One thing that makes this paper interesting is that it includes the questions about whether it is okay to evade taxes if the government is violating the rights of its subjects. In the past, McGee had omitted those questions from his surveys in China for fear that they would get his co-researchers (or subjects) in trouble with the human-rights-hostile Chinese government.

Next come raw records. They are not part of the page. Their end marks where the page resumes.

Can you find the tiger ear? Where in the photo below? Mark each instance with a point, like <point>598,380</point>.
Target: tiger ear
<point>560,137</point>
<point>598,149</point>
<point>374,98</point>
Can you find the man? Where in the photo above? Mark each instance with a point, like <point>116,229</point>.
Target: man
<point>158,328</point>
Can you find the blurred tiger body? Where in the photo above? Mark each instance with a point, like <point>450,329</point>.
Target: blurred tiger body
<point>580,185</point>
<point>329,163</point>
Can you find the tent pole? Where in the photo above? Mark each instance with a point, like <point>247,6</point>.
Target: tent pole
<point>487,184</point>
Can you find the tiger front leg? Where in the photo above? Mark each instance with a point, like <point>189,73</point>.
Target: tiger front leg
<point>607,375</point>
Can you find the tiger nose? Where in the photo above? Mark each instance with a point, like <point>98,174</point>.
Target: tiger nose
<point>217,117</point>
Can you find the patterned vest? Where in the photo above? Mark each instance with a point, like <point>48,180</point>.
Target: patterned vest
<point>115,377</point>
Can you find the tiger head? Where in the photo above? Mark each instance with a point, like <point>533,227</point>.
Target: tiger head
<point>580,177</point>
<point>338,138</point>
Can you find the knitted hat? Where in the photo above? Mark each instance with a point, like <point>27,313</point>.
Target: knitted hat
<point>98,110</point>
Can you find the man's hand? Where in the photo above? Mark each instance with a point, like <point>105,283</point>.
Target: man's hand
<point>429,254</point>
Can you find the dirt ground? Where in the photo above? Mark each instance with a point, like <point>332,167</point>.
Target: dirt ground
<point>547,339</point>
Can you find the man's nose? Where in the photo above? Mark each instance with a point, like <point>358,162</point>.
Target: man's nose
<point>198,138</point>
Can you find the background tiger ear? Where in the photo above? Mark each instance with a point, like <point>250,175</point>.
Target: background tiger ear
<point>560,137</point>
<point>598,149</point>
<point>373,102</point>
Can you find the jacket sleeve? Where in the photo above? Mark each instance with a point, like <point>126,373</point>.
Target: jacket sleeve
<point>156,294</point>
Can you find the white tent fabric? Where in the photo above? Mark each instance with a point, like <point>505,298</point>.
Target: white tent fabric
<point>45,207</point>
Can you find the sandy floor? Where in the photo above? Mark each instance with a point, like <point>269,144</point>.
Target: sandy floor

The students surveyed were asked to respond to 18 statements about tax evasion with an indication of the extent to which they agreed or disagreed with the statement (1 = strongly agree; 7 = strongly disagree; with a gradient of numbers in between). Here are some examples:
Question | Average (China) | Average (U.S.) |
---|---|---|
6. Tax evasion is ethical if a large portion of the money collected is spent on projects that I morally disapprove of. | 5.950 | 5.217 |
11. Tax evasion is ethical if a significant portion of the money collected winds up in the pockets of corrupt politicians or their families and friends. | 4.515 | 4.398 |
13. Tax evasion is ethical if some of the proceeds go to support a war that I consider to be unjust. | 3.965 | 5.466 |
16. Tax evasion would be ethical if I were a Jew living in Nazi Germany in . | 4.085 | 3.694 |
17. Tax evasion is ethical if the government discriminates against me because of my religion, race or ethnic background. | 4.497 | 3.981 |
18. Tax evasion is ethical if the government imprisons people for their political opinions. | 3.935 | 3.862 |
I thought the response to question #13 about war tax resistance was interesting. It seems to show a respect for war tax resistance in China that I would not have expected to find. The difference between the Chinese average and the U.S. average is statistically significant on that question, and it represents one of only two questions in which the Chinese sample were significantly more in favor of tax evasion (and of only four in which they were more in favor, significantly or not).